Lead Research Organisation: University of Edinburgh
Department Name: College of Arts, Humanities & Social Sci

Abstract

This project asks: How can material culture present a more complex picture of religious life in post-Reformation Scotland? What can it reveal about the diverse practices of belief? How might it complicate traditional narratives of the long association of kirk, state and national identity? We are looking for someone with interests in early modern history and material culture, who wants to explore these questions.

The project is a collaboration between the University of Edinburgh, which is a centre of excellence for study and research in history of art, and National Museums Scotland, one of the UK's leading museums and custodian of Scotland's national historical collections.
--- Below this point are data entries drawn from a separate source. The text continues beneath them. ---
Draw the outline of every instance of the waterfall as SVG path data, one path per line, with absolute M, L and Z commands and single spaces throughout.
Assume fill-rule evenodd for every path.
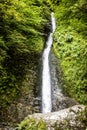
M 50 67 L 49 67 L 49 54 L 51 50 L 51 45 L 53 42 L 53 33 L 56 28 L 54 14 L 51 13 L 51 23 L 52 23 L 52 32 L 50 32 L 48 40 L 46 42 L 46 48 L 44 49 L 42 61 L 43 61 L 43 70 L 42 70 L 42 112 L 47 113 L 51 112 L 52 102 L 51 102 L 51 77 L 50 77 Z

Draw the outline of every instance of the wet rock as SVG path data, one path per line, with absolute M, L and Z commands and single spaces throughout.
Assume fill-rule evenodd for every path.
M 85 130 L 86 126 L 81 120 L 82 112 L 85 110 L 83 105 L 75 105 L 73 107 L 60 110 L 58 112 L 46 114 L 33 114 L 29 118 L 43 120 L 46 122 L 48 130 Z M 83 119 L 86 117 L 84 116 Z

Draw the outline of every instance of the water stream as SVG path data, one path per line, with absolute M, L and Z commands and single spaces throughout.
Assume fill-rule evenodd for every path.
M 51 77 L 49 67 L 49 54 L 53 43 L 53 33 L 56 28 L 54 14 L 51 13 L 52 32 L 49 34 L 46 42 L 46 48 L 43 52 L 43 71 L 42 71 L 42 113 L 51 112 L 52 100 L 51 100 Z

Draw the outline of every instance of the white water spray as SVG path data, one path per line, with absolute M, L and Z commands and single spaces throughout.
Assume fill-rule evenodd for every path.
M 50 67 L 49 67 L 49 53 L 51 50 L 51 45 L 53 42 L 53 33 L 56 28 L 54 14 L 51 13 L 52 22 L 52 32 L 50 33 L 48 40 L 46 42 L 47 47 L 43 52 L 43 72 L 42 72 L 42 112 L 51 112 L 52 102 L 51 102 L 51 77 L 50 77 Z

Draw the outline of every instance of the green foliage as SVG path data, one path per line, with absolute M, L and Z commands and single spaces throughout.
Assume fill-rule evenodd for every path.
M 30 56 L 43 49 L 49 20 L 45 0 L 0 1 L 1 107 L 6 107 L 20 92 Z
M 16 130 L 46 130 L 46 123 L 42 120 L 36 121 L 35 119 L 26 118 L 23 120 Z
M 55 9 L 54 51 L 63 71 L 64 90 L 87 103 L 87 2 L 62 0 Z

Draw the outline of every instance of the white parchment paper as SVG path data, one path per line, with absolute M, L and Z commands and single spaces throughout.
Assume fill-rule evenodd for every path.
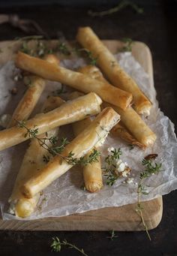
M 120 147 L 123 152 L 122 161 L 128 162 L 132 169 L 130 176 L 134 178 L 134 182 L 124 184 L 123 183 L 124 178 L 122 178 L 112 187 L 105 185 L 98 193 L 90 194 L 81 189 L 83 185 L 82 170 L 80 167 L 74 167 L 45 189 L 44 193 L 46 200 L 43 201 L 42 209 L 37 209 L 27 219 L 62 216 L 136 202 L 136 182 L 140 172 L 142 170 L 141 161 L 146 155 L 151 153 L 158 154 L 157 161 L 162 162 L 163 171 L 158 175 L 146 179 L 146 185 L 149 194 L 142 196 L 142 200 L 150 200 L 159 195 L 168 194 L 177 188 L 177 142 L 174 125 L 158 109 L 153 81 L 150 80 L 147 74 L 135 61 L 131 53 L 120 53 L 116 56 L 116 58 L 121 66 L 136 81 L 139 86 L 153 102 L 151 115 L 148 119 L 145 119 L 145 122 L 156 133 L 158 137 L 156 143 L 153 147 L 146 151 L 138 147 L 130 150 L 128 145 L 122 140 L 109 135 L 101 149 L 103 162 L 104 157 L 108 154 L 107 148 Z M 82 59 L 62 62 L 62 65 L 69 68 L 76 68 L 84 64 Z M 15 68 L 12 62 L 8 62 L 0 70 L 0 116 L 4 113 L 12 114 L 25 92 L 25 86 L 13 79 L 16 72 L 18 70 Z M 9 90 L 14 86 L 19 89 L 18 93 L 16 95 L 11 95 Z M 49 82 L 34 113 L 39 111 L 46 97 L 52 91 L 59 89 L 60 87 L 61 84 L 58 83 Z M 68 129 L 70 129 L 70 127 Z M 8 213 L 8 203 L 7 202 L 28 144 L 27 141 L 0 152 L 0 205 L 4 219 L 16 218 Z M 40 200 L 43 199 L 41 198 Z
This project will be jointly supervised by Dr Catriona Murray (Lecturer, History of Art, University of Edinburgh) and Dr Anna Groundwater (Principal Curator, Renaissance and Early Modern History, National Museums Scotland).

This project examines religious material culture produced and used in the centuries following the Scottish Protestant Reformation. Religious practice and doctrine were central in shaping the everyday lives of early modern society in Scotland as elsewhere in Europe. Using National Museums Scotland's collections of objects associated with the practice and performance of religious belief in Scotland, this project investigates the impact of the seismic changes of the Reformation on the material culture used in public ritual and private devotion, as well as in the official regulation of religion. It considers too such objects held in regional museums, and contained within Treasure Trove data, to evaluate how representative the national collection is of the complexities of religious practice in post-Reformation Scotland. In doing so, it will review NMS's interpretation of these collections, to consider their relevance within the religious diversity of today.

The historiography of post-Reformation Scotland has historically been dominated by a Presbyterian narrative - integral to understandings of early modern national identity - of Scotland as the kingdom of the 'Elect'. Recent research challenges that narrative's hegemony, and this project will nuance arguably overly-Protestant narratives within the NMS's collections and displays. It will suggest new curatorial strategies for communicating a more heterogeneous picture of religious practice, in the redevelopment of the Scotland Galleries of the National Museum in Edinburgh. It will consider too how these narratives might encompass non-specialist understandings of Scotland's religious past, and its current resonances:

Research questions include:

What do the materiality and performative functions of objects held by National Museums Scotland suggest of human interaction with religious material culture, and communal or private worship following the Reformation?

How might material culture alter prevalent narratives of post-Reformation Scotland to reflect a more diverse picture of religious conformity and conviction, and the role of the state?

How might concepts of materiality and performance be communicated to a non-specialist audience?

How might public engagement and participatory approaches gauge current understandings of the religious past, and its resonances in the diversity of belief today?